Después de chocar manos y repartir saludos varios, repetimos el círculo inicial. Patricia les da las gracias a las chicas por la tarde compartida y les habla de Goals for Freedom. De los tres partidos semanales que juegan en el cauce del río, en Valencia. Del colegio que está construyendo en Uganda. De lo agradable de haber pasado la tarde juntas y habernos divertido gracias al fútbol.

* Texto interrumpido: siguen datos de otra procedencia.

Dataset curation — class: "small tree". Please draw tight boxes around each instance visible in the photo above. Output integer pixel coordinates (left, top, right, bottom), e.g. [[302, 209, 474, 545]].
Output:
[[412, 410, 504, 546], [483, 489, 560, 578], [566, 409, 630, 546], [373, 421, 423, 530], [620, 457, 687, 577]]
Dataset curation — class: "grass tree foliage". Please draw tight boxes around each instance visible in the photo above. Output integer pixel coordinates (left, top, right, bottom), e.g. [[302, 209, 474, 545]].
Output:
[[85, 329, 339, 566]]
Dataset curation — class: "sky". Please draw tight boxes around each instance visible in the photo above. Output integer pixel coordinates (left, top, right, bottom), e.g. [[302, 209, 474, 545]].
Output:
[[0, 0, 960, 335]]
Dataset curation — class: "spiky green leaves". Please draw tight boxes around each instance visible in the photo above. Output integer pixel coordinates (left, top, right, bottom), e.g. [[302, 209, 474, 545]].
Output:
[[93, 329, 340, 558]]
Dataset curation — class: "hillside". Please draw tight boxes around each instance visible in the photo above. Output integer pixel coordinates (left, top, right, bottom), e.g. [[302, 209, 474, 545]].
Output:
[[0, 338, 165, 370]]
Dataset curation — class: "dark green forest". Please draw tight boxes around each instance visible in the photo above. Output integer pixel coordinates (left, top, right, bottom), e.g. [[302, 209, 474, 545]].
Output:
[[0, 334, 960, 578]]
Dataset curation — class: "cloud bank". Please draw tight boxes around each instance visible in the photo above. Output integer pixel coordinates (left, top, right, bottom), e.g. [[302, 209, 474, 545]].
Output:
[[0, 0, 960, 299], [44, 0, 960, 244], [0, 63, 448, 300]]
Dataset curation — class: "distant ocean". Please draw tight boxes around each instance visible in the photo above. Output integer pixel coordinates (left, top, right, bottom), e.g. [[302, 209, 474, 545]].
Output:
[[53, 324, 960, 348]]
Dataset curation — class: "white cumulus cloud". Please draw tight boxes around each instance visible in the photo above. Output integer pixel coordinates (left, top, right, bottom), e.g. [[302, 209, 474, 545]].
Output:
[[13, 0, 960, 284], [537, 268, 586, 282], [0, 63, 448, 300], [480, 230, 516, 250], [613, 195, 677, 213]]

V. no está en el círculo. Se ha ido corriendo a la banda de enfrente a hablar "con la señorita de R.", como ella llama toda la tarde a la funcionaria de prisiones que también vigila el módulo en el que está interno el amor con el que se manda cartas continuamente. "Tengo un amigo que se las da antes, porque si no, tardan cuatro o cinco días en llegarle. Le escribo mucho. Lo quiero. Lo amo."
Los eufemismos y las hipérboles encuentran entre estas paredes un ecosistema ideal en el que habitar. Toma la palabra L., la chica marroquí, capitana del grupo de las internas: "Sentimos haber sido tan pocas", reitera, "pero muchas gracias, habéis hecho que nos olvidemos de dónde estamos", reconoce ante el asentimiento de sus compañeras y las miradas entre las demás.
V. vuelve corriendo al grupo. Sonríe. "Le has dado un mensaje para Ramón, ¿eh?", le digo. Se me abraza por la cintura. Se le llenan los ojos de lágrimas. Sí, responde con la cabeza. "Volved, volved pronto. Tenéis que volver vosotras".
Y las siete jugadoras internas abandonan el terreno de juego saludándonos, con los brazos en alto. Son las seis y media. Seguro que hablarán de la tarde, de los goles, de nosotras. De la vida que, durante hora y media, ha entrado y salido de la cárcel con un partido de fútbol como excusa.
Pero eso será después. Como su propia vida.